Introduction: ‘Shoot the ‘Pakis!’’ The Art of Storytelling
Chapter 1: Deconstructing Sikhs
Chapter 2: The Development of the Sikh Diaspora
Chapter 3: A History of Conflict
Chapter 4: Explaining Conflict
Chapter 5: Sweet Seduction: ‘Forced’ Conversion Narratives
Chapter 6: Accounting for Sikh and Muslim Conflict
Chapter 7: Sikhs and the British Ethnoscapes
Chapter 8: Sikh NOT Muslim- Questioning Sikh Islamophobia
Chapter 9: ‘Who is a Sikh?'
Conclusion

About the Author

Katy P. Sian is a lecturer in sociology at The University of Manchester. Previously she was a postdoctoral research fellow at The University of Leeds where she also completed her PhD. She takes a key interest in debates surrounding racism and ethnicity studies, sociology, Sikh studies, Islamophobia, postcolonialism, Diaspora and South Asian identity.

Reviews

This book may be located within diaspora studies and the study of intercultural and interethnic relations, and more broadly, within the discourse on narrative performance where identity is viewed as intrinsically linked to storytelling. Using postcolonial theorists such as Said, Foucault, and Barthes, Sian attempts to interrogate existing narrative/s of ‘Sikhness’ that are rooted in tales of ‘Sikhs and their battle against the Muslim enemy.’ It is a battle centered on the notion of ‘brave, courageous and heroic Sikhs’ who emerge victorious in the face of ‘oppression…and tyranny [by] the Muslim antagonist’ (2). Stories, she rightly argues, shape identity. . . .Sian’s narrative questions the present discourse and masterfully weaves her own story. . . .[S]killfully expressed.
*Islam and Christian-Muslim Relations*

Unsettling Sikh & Muslim Conflict takes central topics of our time —diaspora politics, postcoloniality, anti-terrorism, identity, immigrants and national belonging, Islamophobia, religion, secularism, and race— and places them under a new, penetrating light. This book radically shifts the focus from the current preoccupation with ‘multiculturalism versus security,' to a more critical terrain of how subjects and nations come into being. Uniquely, the argument focuses not only on majority-minority relations, but on how relations among minorities are articulated and rearticulated through dominant frameworks that perpetuate racism, and that simultaneously invite/require Sikhs to align themselves to Islamophobic imaginings of the nation.

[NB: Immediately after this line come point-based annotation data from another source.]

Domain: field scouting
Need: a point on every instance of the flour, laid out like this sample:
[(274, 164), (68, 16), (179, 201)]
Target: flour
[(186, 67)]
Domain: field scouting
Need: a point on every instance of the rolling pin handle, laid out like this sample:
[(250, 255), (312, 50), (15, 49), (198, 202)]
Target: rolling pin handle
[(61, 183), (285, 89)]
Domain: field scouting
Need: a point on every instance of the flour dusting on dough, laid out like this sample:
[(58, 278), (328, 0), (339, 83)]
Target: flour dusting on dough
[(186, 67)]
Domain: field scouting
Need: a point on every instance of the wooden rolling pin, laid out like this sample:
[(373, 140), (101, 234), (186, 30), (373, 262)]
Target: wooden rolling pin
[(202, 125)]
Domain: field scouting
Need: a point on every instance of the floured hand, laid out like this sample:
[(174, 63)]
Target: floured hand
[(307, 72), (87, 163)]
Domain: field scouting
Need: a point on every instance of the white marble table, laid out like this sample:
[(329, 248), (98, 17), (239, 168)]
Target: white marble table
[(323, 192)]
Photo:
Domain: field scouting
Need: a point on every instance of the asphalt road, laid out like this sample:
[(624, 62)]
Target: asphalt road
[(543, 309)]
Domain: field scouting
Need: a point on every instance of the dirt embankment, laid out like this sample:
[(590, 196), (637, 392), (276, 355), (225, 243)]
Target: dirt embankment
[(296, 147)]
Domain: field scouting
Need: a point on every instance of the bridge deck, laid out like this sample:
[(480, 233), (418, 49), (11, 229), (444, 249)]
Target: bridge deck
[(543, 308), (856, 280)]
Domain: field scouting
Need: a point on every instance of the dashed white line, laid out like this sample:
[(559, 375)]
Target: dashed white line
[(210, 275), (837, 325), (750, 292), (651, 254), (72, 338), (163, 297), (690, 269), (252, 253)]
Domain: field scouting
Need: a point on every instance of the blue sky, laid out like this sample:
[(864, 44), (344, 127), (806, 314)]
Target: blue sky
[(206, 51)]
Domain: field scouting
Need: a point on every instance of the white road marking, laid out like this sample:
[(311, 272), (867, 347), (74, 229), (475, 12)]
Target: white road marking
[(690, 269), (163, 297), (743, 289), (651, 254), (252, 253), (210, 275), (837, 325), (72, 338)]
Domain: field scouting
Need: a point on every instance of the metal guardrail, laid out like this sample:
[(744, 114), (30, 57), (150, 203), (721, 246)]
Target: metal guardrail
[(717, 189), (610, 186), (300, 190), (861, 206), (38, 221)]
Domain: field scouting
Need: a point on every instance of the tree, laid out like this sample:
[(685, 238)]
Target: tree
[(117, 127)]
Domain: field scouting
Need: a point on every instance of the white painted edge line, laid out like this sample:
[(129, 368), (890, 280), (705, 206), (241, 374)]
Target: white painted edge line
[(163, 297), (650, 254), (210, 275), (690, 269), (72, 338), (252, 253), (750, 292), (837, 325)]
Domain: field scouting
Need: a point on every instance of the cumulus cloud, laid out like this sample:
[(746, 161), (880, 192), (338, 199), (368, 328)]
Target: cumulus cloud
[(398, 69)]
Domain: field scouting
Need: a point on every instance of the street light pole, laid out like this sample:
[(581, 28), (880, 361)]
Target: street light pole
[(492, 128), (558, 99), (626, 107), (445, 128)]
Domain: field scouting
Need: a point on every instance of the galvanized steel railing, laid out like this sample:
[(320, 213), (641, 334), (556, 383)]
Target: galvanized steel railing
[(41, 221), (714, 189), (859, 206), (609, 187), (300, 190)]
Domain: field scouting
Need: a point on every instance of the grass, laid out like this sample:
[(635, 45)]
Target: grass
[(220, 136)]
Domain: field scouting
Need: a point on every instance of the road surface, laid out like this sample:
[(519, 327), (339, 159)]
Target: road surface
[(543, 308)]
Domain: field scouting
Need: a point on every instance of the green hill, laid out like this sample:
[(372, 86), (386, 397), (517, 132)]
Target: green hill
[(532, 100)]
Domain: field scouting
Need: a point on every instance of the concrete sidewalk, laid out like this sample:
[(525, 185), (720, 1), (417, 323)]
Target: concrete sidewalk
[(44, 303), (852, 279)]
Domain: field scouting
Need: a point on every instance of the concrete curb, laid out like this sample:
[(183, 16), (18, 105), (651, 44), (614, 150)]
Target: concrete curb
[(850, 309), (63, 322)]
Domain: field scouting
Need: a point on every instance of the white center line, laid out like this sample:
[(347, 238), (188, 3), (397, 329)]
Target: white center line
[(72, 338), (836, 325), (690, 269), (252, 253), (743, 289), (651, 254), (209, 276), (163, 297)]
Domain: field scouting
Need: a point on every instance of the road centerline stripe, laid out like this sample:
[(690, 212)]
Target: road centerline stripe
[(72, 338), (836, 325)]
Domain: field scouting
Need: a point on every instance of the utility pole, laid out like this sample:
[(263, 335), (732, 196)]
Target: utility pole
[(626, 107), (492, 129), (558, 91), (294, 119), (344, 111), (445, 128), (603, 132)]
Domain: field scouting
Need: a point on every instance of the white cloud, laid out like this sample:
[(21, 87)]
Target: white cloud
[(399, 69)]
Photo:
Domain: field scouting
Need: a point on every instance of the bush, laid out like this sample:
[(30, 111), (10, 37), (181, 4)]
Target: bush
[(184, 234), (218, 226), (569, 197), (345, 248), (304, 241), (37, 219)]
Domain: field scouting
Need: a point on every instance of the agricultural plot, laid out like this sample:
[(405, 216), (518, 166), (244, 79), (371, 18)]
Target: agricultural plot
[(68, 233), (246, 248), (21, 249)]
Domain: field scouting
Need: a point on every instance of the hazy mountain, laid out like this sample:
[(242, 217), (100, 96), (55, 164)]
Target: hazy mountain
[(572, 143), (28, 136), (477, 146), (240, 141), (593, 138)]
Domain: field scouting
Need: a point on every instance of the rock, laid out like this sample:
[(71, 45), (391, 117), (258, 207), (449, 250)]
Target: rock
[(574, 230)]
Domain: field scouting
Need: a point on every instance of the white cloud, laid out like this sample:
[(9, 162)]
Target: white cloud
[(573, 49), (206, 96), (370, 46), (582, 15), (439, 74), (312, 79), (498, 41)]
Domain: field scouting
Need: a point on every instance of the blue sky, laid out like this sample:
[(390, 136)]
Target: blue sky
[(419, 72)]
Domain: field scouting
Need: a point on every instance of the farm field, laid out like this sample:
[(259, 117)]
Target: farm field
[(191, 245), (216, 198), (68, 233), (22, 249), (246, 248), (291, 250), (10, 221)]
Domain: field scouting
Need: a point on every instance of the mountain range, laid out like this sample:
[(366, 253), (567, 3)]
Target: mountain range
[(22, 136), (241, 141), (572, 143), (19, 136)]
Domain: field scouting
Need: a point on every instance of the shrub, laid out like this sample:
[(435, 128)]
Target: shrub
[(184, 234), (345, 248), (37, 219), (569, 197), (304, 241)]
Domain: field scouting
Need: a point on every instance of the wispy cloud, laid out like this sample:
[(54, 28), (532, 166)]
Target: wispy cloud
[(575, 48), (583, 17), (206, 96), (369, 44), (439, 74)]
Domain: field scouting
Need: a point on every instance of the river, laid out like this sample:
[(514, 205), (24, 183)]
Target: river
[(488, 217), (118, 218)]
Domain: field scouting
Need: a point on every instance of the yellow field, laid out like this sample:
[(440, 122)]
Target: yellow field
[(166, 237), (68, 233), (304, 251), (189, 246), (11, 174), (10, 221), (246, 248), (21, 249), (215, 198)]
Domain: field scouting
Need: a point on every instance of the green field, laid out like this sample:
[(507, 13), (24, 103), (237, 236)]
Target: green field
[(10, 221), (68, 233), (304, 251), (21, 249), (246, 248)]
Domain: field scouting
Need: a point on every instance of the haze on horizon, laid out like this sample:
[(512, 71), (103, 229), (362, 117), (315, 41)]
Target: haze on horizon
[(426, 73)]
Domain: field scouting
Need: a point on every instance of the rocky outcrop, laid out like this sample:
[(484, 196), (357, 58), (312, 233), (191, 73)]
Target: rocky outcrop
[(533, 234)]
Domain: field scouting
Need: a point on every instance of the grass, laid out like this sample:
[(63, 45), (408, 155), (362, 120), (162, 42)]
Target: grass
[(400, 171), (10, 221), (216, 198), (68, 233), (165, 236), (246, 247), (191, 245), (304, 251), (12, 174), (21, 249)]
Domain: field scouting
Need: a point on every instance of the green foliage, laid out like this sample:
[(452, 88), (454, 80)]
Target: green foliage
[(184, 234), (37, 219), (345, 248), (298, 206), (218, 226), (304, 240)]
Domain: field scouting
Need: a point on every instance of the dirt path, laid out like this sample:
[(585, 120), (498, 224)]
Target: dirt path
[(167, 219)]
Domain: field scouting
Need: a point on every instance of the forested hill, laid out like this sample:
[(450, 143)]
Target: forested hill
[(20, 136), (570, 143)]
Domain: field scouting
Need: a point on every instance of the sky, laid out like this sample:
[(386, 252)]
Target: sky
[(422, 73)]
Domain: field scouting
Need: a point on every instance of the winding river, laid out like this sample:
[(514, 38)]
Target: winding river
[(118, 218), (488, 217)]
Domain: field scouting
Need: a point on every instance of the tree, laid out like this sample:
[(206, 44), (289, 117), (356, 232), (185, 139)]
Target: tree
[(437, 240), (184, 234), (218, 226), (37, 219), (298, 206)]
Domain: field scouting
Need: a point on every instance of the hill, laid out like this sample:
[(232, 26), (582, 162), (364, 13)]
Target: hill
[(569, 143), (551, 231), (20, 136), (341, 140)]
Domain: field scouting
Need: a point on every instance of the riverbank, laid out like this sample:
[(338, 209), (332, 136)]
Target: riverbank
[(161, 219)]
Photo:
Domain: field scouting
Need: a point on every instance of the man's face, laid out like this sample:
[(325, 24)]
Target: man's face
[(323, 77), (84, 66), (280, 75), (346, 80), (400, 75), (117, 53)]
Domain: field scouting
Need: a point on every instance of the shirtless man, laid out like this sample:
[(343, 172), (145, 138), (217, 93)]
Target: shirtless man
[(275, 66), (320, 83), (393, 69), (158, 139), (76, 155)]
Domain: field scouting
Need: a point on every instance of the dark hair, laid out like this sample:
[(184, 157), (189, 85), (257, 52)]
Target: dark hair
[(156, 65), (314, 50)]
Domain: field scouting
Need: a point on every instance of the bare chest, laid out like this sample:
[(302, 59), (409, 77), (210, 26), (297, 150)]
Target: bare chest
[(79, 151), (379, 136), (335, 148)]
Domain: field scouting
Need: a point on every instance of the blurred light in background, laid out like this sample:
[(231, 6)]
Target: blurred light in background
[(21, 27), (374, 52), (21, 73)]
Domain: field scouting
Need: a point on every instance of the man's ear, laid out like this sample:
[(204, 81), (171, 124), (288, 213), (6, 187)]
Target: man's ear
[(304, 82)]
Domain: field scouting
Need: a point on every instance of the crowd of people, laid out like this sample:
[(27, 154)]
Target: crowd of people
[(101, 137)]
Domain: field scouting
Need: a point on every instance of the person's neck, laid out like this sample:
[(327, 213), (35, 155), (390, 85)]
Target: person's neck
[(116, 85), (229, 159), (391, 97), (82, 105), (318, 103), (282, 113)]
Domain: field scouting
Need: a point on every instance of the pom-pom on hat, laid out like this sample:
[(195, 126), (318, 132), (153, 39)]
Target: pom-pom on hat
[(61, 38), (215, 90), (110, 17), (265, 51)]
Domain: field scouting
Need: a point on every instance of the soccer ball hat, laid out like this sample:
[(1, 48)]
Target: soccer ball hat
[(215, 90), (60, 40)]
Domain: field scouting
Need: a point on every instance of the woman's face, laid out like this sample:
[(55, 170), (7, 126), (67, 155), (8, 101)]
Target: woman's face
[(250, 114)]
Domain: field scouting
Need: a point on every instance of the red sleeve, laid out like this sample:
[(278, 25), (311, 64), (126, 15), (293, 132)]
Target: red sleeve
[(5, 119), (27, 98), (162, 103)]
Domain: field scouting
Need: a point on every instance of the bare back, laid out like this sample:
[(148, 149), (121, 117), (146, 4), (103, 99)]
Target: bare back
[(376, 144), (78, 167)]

This book compels readers to re-think how we understand Sikh identity, the political nature of Sikh-Muslim relations, and the possibilities of decolonization. At the same time, it not only challenges us to re-imagine how we understand Sikh diasporas in this ‘age of terror’, but also how political constructions of religion and Otherness more generally are produced in ways that secure both hegemonic practices of nation-building and colonized formations of the ‘model minority.' Katy P. Sian offers a compelling and insightful analysis that should be read by scholars and non-academics concerned with the politics of difference.
*Rita Kaur Dhamoon, University of Victoria*

In this groundbreaking and challenging book, Katy Sian explores the under researched and often fraught issue of relationships between minority ethnic groups in the UK. Combining historical and textual analysis with empirical research and personal reflections, and tracing the complex connections and disjunctions between South Asia and Britain, Sian provides a provocative insight into the formation of contemporary intra-Br-Asian and diasporic identities. This book poses difficult and important questions for researchers of race, ethnicity, religion and identity, and anyone who wishes to understand the textures and tensions of modern multi-ethnic Britain.